I believe Mr. Orlet is right in his analysis of Mitt Romney, but I would take it one step further. I suspect for many voters, their vote against Romney wasn’t so much because they were anti-Mormon but because their perception — largely due to the mainstream media fanning the flames — that too many others would be anti-Mormon therefore rendering Romney “unelectable” in the general election.

If the mainstream media were consistent (a fantasy to be sure), they would continually hound our liberal Senate Leader Harry Reid for his Mormonism. Why don’t they? Though Reid does not condone abortion (Google it), the MSM prefers his liberalism in all other respects.

But a true conservative like Romney comes along, and he’s accused of flip-flopping on the abortion issue. The MSM in their “objectivity” is merely reporting anti-Mormon statements. This makes it so much easier for people like Huckabee to make a snide comment about Mormons, knowing the MSM will pick it up and do all the dirty work.
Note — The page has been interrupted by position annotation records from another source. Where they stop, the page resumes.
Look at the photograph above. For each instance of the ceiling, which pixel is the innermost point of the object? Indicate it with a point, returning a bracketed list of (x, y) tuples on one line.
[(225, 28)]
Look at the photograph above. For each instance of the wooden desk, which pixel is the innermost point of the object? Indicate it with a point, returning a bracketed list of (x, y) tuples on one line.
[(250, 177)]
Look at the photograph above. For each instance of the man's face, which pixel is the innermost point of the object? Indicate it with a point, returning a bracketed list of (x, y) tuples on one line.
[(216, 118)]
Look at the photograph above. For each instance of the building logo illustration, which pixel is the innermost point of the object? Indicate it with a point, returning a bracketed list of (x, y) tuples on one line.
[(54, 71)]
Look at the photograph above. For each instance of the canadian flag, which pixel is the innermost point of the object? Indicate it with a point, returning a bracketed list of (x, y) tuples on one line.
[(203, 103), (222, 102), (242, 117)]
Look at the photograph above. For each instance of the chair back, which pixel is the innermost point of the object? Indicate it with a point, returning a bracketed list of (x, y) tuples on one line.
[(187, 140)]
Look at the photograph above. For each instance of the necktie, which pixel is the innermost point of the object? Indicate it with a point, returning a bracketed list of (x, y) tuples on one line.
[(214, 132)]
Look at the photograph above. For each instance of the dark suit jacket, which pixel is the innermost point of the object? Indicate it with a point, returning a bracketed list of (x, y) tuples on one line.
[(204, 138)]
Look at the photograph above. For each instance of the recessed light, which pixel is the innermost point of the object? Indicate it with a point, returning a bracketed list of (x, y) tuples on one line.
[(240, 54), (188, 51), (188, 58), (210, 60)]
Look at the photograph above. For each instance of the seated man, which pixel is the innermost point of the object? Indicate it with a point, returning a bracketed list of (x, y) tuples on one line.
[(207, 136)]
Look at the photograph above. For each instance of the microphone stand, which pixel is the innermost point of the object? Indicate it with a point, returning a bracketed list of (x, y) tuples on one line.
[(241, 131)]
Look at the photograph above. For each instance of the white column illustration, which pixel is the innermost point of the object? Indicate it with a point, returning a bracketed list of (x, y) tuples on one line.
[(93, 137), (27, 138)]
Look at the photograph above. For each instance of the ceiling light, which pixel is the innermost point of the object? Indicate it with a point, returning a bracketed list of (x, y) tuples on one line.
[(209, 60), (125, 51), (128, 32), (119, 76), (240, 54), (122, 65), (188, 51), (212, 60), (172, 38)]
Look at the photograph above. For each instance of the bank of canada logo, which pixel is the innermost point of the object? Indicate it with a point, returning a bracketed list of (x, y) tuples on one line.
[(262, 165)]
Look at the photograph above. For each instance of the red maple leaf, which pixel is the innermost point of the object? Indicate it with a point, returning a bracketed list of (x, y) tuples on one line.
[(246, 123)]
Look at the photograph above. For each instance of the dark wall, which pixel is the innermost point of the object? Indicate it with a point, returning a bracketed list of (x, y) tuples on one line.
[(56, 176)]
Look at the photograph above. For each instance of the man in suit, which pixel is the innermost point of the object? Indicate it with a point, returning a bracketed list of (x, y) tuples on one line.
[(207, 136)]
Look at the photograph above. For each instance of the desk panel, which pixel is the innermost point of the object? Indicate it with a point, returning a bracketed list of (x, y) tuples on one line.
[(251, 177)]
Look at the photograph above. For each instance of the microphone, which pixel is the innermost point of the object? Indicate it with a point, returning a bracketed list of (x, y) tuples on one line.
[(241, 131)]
The conservative talk show hosts, who were openly pro-Romney leading up to Super Tuesday, should have spoken up sooner. However, I doubt it would have made any difference. With the MSM amplifying the anti-Mormon rhetoric, Romney never had a chance.
Paul Lindberg
American Fork, Utah

While Romney’s faith was a factor for many (myself included), I do not believe that it was the major factor in his not winning the GOP nomination. While I have my problems with Mormon theology, I was more than willing to vote for Romney in a contest against McCain and Huckabee because he was the last candidate who at least espoused conservatives principles throughout the campaign.
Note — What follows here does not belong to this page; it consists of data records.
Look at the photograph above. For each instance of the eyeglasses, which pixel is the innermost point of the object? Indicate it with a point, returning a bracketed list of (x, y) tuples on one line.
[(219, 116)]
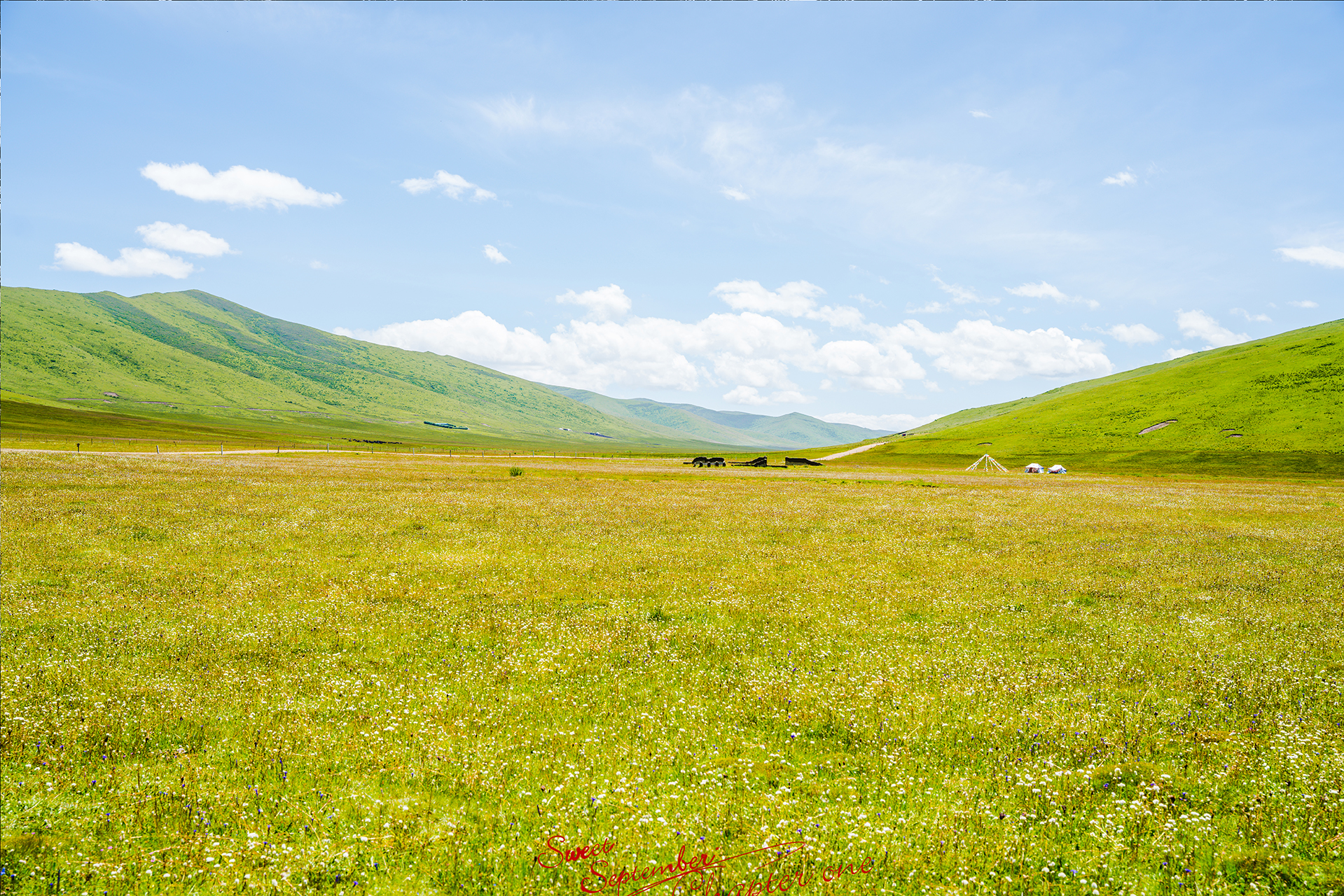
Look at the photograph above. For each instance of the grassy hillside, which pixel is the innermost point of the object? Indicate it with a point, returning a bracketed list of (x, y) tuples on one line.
[(200, 360), (1272, 403), (734, 428)]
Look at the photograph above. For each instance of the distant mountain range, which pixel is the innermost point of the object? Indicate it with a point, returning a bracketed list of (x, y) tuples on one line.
[(1275, 397), (731, 428), (205, 356)]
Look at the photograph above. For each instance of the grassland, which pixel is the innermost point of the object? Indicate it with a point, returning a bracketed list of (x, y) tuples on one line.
[(1270, 405), (197, 360), (390, 673)]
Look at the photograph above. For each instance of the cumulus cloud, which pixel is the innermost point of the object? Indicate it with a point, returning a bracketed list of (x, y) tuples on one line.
[(1046, 290), (964, 296), (1322, 255), (602, 304), (750, 351), (889, 422), (453, 186), (238, 186), (132, 262), (978, 351), (179, 238), (1133, 333), (796, 300), (1200, 326)]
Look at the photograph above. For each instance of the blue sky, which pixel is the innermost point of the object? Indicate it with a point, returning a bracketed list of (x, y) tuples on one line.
[(867, 213)]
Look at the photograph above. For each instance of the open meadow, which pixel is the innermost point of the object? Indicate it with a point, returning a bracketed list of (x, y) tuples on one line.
[(382, 673)]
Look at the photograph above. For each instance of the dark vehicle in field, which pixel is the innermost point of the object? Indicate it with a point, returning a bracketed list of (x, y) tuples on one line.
[(761, 463)]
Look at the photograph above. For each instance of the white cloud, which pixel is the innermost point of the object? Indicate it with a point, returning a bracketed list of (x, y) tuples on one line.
[(889, 422), (133, 262), (453, 186), (964, 296), (742, 351), (978, 351), (796, 300), (179, 238), (867, 365), (1322, 255), (1133, 333), (1046, 290), (604, 302), (1200, 326), (238, 186)]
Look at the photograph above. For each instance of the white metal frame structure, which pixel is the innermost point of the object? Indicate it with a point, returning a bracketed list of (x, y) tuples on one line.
[(990, 465)]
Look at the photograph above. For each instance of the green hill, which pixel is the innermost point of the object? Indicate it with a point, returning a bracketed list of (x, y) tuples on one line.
[(731, 428), (199, 359), (1270, 403)]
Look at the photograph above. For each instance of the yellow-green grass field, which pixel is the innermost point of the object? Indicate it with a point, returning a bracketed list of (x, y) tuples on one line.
[(390, 673)]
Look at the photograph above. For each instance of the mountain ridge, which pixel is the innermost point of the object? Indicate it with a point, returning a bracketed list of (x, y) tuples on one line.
[(785, 431)]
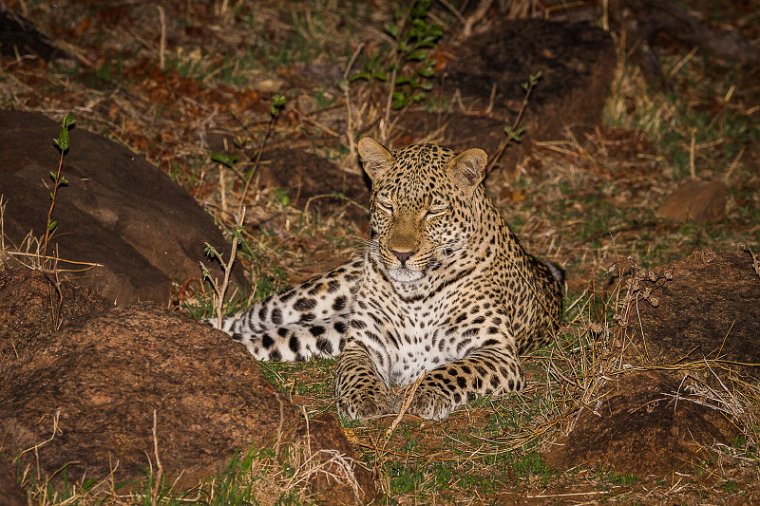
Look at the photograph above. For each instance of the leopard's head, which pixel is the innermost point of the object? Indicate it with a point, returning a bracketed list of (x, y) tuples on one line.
[(425, 205)]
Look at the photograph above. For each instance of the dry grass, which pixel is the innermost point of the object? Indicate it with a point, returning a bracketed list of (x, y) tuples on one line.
[(587, 203)]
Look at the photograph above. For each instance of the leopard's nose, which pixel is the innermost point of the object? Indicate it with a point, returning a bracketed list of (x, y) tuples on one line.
[(402, 256)]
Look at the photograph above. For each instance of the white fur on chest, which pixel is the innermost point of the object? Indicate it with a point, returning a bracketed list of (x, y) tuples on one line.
[(423, 345)]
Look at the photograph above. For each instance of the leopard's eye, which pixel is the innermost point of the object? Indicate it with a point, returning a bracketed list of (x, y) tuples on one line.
[(435, 211), (385, 206)]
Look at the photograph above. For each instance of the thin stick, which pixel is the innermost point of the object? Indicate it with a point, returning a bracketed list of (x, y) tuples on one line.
[(476, 17), (228, 266), (162, 41), (407, 402), (693, 154), (267, 134), (347, 98), (56, 185), (160, 473), (515, 125)]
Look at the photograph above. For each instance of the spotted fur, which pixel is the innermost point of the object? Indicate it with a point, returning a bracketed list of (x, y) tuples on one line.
[(443, 300)]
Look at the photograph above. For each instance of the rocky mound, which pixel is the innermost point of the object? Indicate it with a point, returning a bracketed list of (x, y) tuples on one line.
[(86, 397), (117, 210), (692, 331)]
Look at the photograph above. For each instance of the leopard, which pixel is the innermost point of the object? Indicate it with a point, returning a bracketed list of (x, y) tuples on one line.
[(437, 309)]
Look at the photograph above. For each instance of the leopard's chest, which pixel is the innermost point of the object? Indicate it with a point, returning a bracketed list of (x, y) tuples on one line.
[(419, 343)]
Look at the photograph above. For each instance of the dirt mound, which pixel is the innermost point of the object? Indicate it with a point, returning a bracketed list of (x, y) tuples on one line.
[(706, 306), (700, 318), (576, 62), (315, 184), (117, 210), (10, 493), (32, 306), (87, 395), (643, 426)]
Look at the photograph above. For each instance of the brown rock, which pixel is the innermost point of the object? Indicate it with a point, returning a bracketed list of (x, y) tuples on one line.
[(117, 210), (11, 494), (31, 306), (315, 184), (705, 306), (98, 383), (695, 201), (645, 425), (576, 62)]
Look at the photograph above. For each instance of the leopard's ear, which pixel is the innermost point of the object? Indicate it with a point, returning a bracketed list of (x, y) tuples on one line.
[(468, 168), (375, 157)]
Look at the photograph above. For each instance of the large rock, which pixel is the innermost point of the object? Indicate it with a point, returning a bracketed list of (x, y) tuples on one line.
[(692, 326), (699, 201), (576, 61), (11, 494), (644, 424), (87, 395), (705, 307), (117, 210)]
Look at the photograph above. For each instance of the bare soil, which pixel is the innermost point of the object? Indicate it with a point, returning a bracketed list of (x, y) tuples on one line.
[(650, 394)]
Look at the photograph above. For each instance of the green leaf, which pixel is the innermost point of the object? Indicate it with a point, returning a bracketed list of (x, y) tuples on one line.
[(277, 105), (226, 159), (282, 196), (62, 141), (426, 71), (417, 55), (391, 29), (514, 135)]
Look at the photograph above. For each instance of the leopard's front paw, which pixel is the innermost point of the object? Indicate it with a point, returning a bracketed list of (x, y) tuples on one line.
[(360, 405)]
Romney’s biggest problem was Mike Huckabee, in that Huckabee was able to siphon off conservative voters that would not go for McCain. By splitting the conservative vote, Huckabee allowed the moderate/independent vote to have a greater than average impact in the nomination process; the vote splitting allowed people who will most likely vote Democratic in November to effectively choose their opponent for the general election. Maybe Huckabee thought he could win, maybe it was collusion between McCain and Huckabee; whatever it was, the McCain-Huckabee alliance was too much for Romney to overcome.
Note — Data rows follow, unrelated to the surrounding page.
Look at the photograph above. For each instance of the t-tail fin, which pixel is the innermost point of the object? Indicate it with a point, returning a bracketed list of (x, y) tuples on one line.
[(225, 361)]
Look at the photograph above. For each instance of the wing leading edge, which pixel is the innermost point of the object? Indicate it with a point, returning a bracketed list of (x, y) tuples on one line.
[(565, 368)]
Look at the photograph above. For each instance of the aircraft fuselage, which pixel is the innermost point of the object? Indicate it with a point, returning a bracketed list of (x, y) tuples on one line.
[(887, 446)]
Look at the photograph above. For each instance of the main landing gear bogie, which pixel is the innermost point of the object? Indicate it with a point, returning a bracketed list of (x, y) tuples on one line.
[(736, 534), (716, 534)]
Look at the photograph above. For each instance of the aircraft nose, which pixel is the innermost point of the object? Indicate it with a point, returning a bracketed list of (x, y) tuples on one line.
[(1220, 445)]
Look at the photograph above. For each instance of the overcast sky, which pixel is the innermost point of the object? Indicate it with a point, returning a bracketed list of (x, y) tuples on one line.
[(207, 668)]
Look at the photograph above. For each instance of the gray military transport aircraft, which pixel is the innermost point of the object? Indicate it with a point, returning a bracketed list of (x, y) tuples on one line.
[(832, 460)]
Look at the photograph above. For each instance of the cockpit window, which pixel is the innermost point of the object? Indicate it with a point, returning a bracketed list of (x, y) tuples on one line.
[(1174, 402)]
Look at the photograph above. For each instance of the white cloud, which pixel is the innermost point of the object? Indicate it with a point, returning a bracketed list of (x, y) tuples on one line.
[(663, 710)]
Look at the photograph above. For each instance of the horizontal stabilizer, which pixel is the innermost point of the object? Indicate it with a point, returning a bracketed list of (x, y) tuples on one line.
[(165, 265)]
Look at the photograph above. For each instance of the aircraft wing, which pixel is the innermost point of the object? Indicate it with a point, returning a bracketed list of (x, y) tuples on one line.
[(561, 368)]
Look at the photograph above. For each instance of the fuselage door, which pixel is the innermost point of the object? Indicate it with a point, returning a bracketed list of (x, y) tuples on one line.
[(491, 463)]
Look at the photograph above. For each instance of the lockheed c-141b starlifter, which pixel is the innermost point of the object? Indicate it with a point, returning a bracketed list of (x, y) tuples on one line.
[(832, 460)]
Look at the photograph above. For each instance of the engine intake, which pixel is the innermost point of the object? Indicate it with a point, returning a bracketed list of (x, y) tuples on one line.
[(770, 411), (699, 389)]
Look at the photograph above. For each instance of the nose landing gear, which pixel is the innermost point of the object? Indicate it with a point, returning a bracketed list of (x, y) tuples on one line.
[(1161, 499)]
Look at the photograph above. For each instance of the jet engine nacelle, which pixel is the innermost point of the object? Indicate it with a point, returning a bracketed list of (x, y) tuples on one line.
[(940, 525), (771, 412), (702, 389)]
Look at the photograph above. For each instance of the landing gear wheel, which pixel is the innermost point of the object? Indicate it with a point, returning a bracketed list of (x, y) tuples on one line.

Oh yeah, former Presidential candidate Joseph Smith was a victim of a lynch mob to be sure, but he was no innocent victim. Joseph and Hyrum Smith were in jail for providing perjured affidavits that they were not engaged in polygamy or adultery, and having the newspaper (the Nauvoo Expositor) declared a public nuisance and destroyed. They were also under arrest for the crime of treason for having called out the Nauvoo Legion, the local militia, to prevent them from being arrested for their previous crime. That does not justify mob justice, but it does give a bit more context to what happened and why.
Eric Edwards
Walnut Cove, North Carolina

For the record, I voted for Mitt Romney in the Georgia primary. He was the best available candidate on the Republican ballot. Fred Thompson’s name was still on the ballot, but he had taken himself out of the race, so I went with Mitt. That doesn’t change the fact that Mormons do believe that Jesus and Satan are brothers. And it seems to have taken the realization that a Mormon couldn’t be elected president without at least some black votes to prompt the belated (1978) revelation that blacks were fully qualified to hold office in the Church.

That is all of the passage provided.